Best-of-N
Give the LLM N valid attempts at the same parent before committing to the global best, then repeat.
Best-of-N is a test-time search baseline that deliberately exploits one program state at a time. It picks a parent and reuses it until N valid children have been produced from it — N independent variations from a single starting point — and only then commits to the current global best and repeats the cycle. Inspirations (context programs shown alongside the parent) are re-sampled fresh from the top pool at every step, regardless of where the reuse cycle stands.
This scaffold is a faithful port of SkyDiscover's `BestOfNDatabase` from the UC Berkeley Sky Computing Lab. In Galapagos that single class is split along the standard component seam: a flat keep-all `InMemoryPopulation` stores every scored program and re-derives the global best on demand, while a stateful `BestOfNPolicy` owns the parent-reuse counter. Faithful to the original, the counter is advanced only by a validly-scored child — SkyDiscover increments it inside `add()`, which never runs for an error result — so a parse or evaluation failure is a free retry that does not spend the per-parent budget.
The single tuning knob is N. Larger N deepens exploitation of one program state, spending more of the budget refining variations before moving on; N=1 advances to a new best after every valid child and so approaches the behavior of Top-K. If you instead want a strictly fixed per-parent budget where every attempt counts whether or not it scored, the `best_of_n_attempts` sibling spends one budget unit per selection rather than per valid child.
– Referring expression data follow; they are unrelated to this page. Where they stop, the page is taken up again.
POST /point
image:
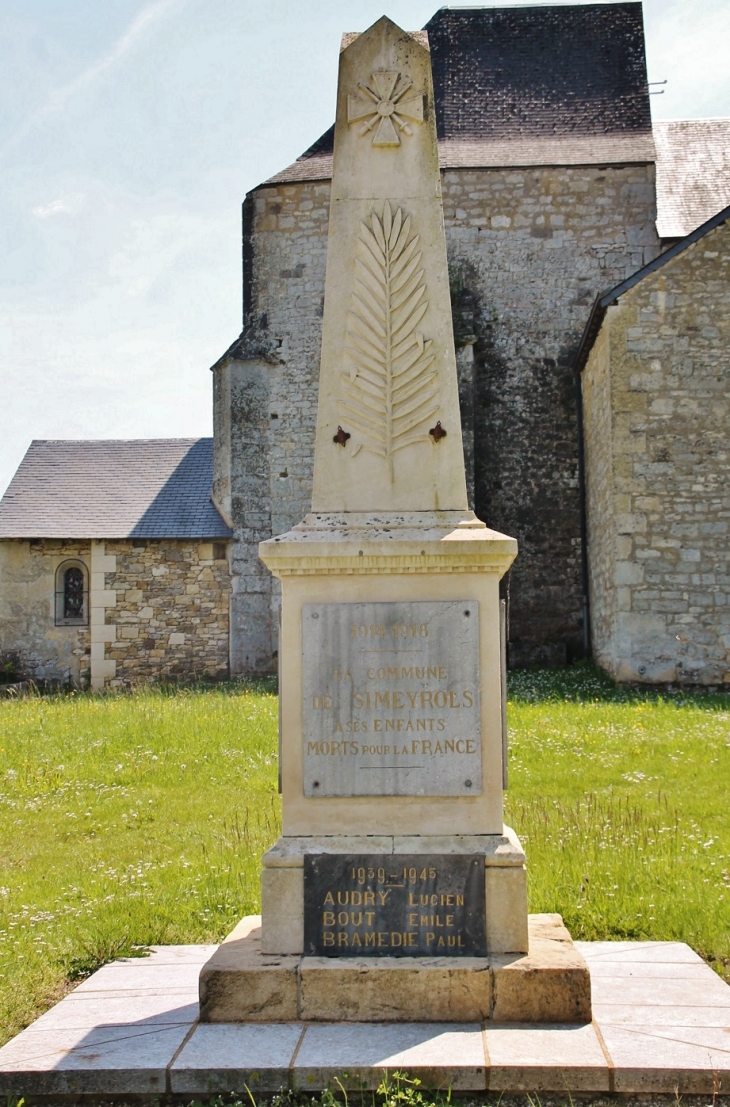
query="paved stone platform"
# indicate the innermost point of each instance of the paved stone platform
(660, 1026)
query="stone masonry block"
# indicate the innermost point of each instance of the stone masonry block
(506, 909)
(283, 910)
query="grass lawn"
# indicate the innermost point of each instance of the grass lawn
(139, 819)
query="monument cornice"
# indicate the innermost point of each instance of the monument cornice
(374, 544)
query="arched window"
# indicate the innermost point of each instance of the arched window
(71, 595)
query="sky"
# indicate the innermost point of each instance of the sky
(130, 133)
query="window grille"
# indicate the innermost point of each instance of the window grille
(71, 595)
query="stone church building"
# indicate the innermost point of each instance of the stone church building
(589, 265)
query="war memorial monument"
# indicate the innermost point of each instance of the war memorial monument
(396, 891)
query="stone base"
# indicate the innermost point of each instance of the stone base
(549, 984)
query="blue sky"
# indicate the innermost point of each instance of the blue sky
(130, 132)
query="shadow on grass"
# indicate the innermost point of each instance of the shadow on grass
(585, 683)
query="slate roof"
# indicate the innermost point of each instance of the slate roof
(606, 299)
(139, 488)
(544, 85)
(692, 173)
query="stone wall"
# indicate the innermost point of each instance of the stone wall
(658, 542)
(28, 635)
(528, 251)
(171, 613)
(162, 613)
(534, 247)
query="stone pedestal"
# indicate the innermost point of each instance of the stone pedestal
(552, 984)
(445, 566)
(394, 892)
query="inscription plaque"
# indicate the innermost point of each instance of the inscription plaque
(391, 904)
(391, 699)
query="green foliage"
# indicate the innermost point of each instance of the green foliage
(126, 821)
(396, 1089)
(132, 820)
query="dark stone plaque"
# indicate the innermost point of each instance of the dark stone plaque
(394, 904)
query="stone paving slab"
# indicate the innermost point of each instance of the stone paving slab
(661, 1025)
(222, 1057)
(441, 1054)
(112, 1059)
(660, 952)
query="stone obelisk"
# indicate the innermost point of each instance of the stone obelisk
(391, 730)
(394, 892)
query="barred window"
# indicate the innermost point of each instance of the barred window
(71, 593)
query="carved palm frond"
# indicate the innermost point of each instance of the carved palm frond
(391, 390)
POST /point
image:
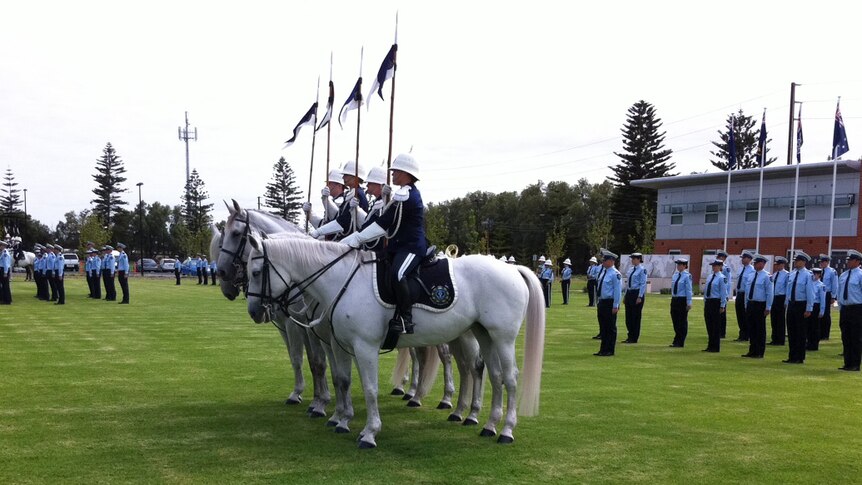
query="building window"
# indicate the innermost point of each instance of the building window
(676, 215)
(711, 214)
(800, 210)
(751, 212)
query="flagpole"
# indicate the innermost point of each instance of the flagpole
(795, 198)
(760, 193)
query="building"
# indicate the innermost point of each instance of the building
(690, 217)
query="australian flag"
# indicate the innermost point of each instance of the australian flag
(310, 118)
(839, 136)
(761, 143)
(386, 72)
(354, 101)
(329, 103)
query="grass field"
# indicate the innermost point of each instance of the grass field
(181, 387)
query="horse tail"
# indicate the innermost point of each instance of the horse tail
(534, 345)
(428, 371)
(401, 364)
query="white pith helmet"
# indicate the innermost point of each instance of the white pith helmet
(406, 163)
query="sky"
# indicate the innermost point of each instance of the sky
(490, 96)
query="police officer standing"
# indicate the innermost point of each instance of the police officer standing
(609, 293)
(634, 298)
(680, 302)
(758, 303)
(592, 275)
(566, 279)
(714, 305)
(741, 284)
(830, 282)
(778, 313)
(123, 272)
(546, 278)
(800, 303)
(850, 312)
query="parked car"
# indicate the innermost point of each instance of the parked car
(167, 265)
(149, 265)
(71, 262)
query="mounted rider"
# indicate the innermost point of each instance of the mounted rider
(403, 222)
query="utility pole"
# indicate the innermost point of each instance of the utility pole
(185, 135)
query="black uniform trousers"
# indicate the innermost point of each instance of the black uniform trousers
(679, 317)
(755, 320)
(796, 330)
(591, 291)
(812, 337)
(712, 317)
(778, 320)
(740, 316)
(607, 325)
(634, 310)
(123, 278)
(850, 322)
(826, 321)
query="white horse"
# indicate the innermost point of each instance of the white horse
(494, 299)
(295, 337)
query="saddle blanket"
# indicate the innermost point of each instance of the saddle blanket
(437, 293)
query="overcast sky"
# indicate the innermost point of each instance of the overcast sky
(490, 96)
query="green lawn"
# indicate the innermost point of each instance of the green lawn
(181, 387)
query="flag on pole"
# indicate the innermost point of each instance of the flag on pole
(761, 143)
(839, 136)
(799, 137)
(329, 103)
(386, 72)
(731, 147)
(354, 101)
(310, 118)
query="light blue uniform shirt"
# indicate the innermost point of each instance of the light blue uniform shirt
(637, 280)
(611, 285)
(681, 282)
(804, 288)
(854, 287)
(779, 282)
(763, 291)
(716, 287)
(123, 262)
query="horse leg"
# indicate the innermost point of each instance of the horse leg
(492, 363)
(317, 364)
(448, 378)
(294, 352)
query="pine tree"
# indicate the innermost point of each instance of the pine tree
(195, 212)
(10, 200)
(108, 177)
(644, 156)
(282, 195)
(745, 137)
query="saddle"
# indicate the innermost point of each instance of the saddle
(432, 287)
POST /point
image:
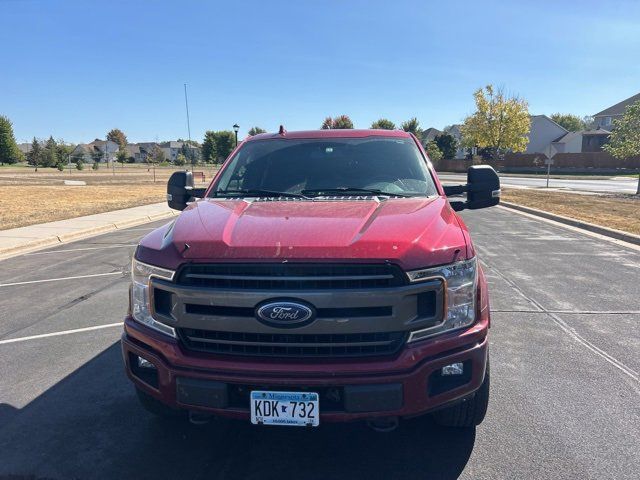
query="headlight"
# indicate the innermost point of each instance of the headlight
(141, 275)
(461, 281)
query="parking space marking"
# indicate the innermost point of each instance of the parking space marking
(80, 249)
(63, 332)
(60, 279)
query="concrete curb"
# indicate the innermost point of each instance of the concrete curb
(53, 240)
(607, 232)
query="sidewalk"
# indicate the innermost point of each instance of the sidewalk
(34, 237)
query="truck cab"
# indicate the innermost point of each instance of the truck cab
(322, 276)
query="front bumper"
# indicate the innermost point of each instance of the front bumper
(407, 384)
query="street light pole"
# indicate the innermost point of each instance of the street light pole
(236, 127)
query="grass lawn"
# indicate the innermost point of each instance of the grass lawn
(621, 212)
(29, 198)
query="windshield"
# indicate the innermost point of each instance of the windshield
(345, 166)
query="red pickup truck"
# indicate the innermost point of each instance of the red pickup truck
(323, 276)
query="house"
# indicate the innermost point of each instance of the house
(543, 133)
(605, 118)
(593, 140)
(100, 150)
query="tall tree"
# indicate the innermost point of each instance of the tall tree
(447, 144)
(225, 142)
(116, 135)
(209, 152)
(383, 124)
(412, 126)
(339, 122)
(624, 141)
(256, 130)
(9, 151)
(571, 122)
(34, 157)
(500, 122)
(50, 155)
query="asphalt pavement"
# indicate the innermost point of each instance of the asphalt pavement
(613, 185)
(565, 388)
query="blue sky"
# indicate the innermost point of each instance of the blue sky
(75, 69)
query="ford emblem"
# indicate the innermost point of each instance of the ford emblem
(285, 314)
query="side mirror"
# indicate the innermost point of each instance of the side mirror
(180, 190)
(482, 188)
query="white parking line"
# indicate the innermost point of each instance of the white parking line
(59, 279)
(63, 332)
(80, 249)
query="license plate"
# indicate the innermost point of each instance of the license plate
(293, 409)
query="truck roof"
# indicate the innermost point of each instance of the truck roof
(334, 133)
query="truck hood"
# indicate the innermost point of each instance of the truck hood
(412, 232)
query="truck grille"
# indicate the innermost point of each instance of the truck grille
(291, 276)
(292, 345)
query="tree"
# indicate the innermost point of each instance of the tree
(339, 122)
(209, 152)
(34, 157)
(50, 154)
(256, 130)
(500, 123)
(383, 124)
(571, 122)
(412, 126)
(447, 145)
(121, 156)
(225, 142)
(116, 135)
(180, 160)
(9, 151)
(624, 141)
(435, 155)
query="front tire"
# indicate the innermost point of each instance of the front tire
(156, 407)
(469, 413)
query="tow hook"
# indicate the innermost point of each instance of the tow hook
(197, 418)
(383, 424)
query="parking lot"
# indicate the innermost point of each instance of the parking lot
(565, 350)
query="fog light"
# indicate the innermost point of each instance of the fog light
(453, 369)
(144, 363)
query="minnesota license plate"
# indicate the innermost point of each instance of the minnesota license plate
(294, 409)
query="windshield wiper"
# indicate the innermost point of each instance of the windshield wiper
(257, 192)
(346, 190)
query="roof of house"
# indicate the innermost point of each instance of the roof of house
(618, 108)
(332, 133)
(431, 133)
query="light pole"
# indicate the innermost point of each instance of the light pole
(236, 127)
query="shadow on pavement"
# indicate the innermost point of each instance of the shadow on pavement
(89, 425)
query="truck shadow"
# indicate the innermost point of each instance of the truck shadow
(89, 425)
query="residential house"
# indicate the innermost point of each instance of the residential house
(605, 118)
(430, 134)
(543, 133)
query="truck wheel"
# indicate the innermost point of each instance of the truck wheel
(469, 413)
(156, 407)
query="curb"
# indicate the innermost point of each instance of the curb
(40, 243)
(607, 232)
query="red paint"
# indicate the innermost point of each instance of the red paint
(410, 232)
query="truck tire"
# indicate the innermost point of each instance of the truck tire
(469, 413)
(156, 407)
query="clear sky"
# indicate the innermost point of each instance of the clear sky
(75, 69)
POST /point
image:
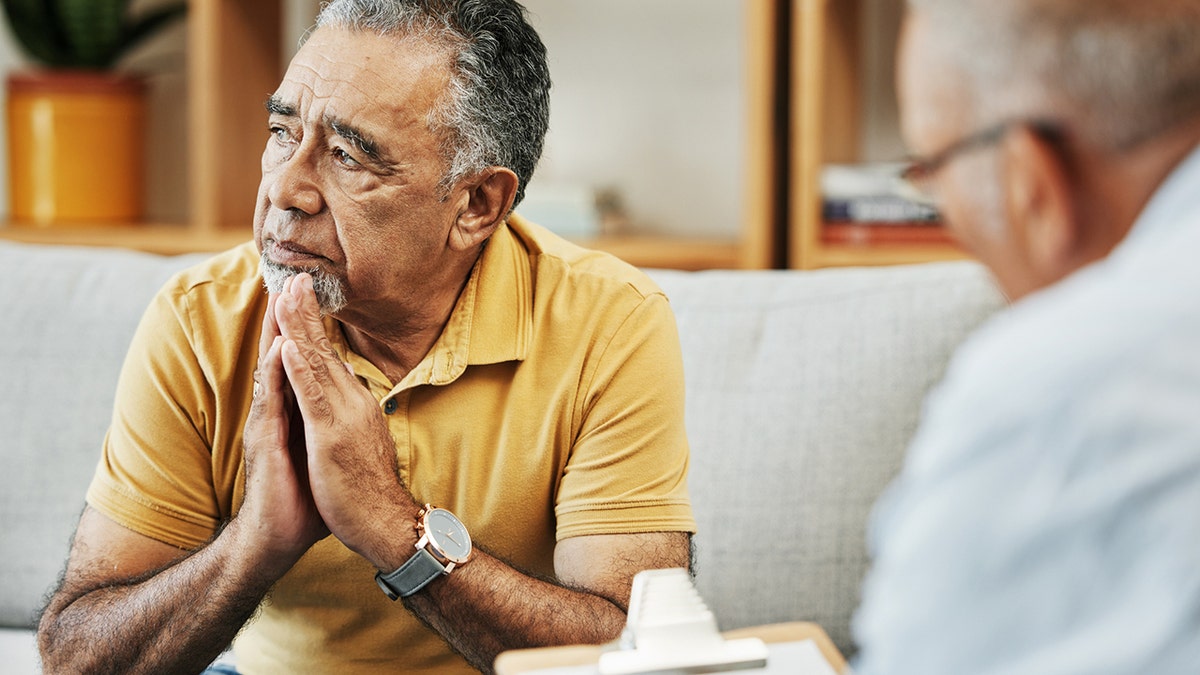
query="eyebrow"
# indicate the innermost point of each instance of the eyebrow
(360, 139)
(276, 106)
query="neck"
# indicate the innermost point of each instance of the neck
(395, 335)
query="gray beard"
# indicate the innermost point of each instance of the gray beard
(329, 290)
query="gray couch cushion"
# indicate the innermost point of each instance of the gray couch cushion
(803, 392)
(66, 318)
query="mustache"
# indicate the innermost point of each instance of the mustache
(330, 290)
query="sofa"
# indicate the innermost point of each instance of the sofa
(803, 389)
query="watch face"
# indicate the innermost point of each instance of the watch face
(448, 536)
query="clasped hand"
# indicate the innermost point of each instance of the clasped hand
(319, 458)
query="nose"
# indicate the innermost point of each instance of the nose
(295, 184)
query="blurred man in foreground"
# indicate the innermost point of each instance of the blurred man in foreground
(1044, 520)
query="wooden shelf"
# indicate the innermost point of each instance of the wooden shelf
(803, 72)
(234, 63)
(163, 239)
(826, 109)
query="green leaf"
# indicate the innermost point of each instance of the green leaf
(89, 34)
(36, 28)
(147, 25)
(94, 29)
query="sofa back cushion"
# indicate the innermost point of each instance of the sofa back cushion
(66, 318)
(803, 390)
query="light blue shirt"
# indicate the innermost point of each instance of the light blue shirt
(1048, 515)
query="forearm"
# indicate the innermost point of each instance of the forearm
(175, 620)
(486, 608)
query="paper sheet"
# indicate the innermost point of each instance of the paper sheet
(784, 658)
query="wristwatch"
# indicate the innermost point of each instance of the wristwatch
(443, 545)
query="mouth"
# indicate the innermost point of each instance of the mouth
(289, 254)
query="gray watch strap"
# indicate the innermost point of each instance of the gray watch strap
(412, 577)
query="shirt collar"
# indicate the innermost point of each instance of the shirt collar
(491, 322)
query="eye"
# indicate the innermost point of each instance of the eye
(280, 133)
(345, 157)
The six components this scaffold snaps together. Each block names its concrete implementation.
The set of candidate solutions in play — the gene pool the search evolves over.
Decides which genomes survive and reproduce — tournament, elitism, novelty, or your own policy.
Assembles the context handed to the model — parents, feedback, instructions, examples.
The LLM-driven variation operator — proposes new candidates by mutation and crossover.
Scores each candidate against the task — the fitness signal that drives selection.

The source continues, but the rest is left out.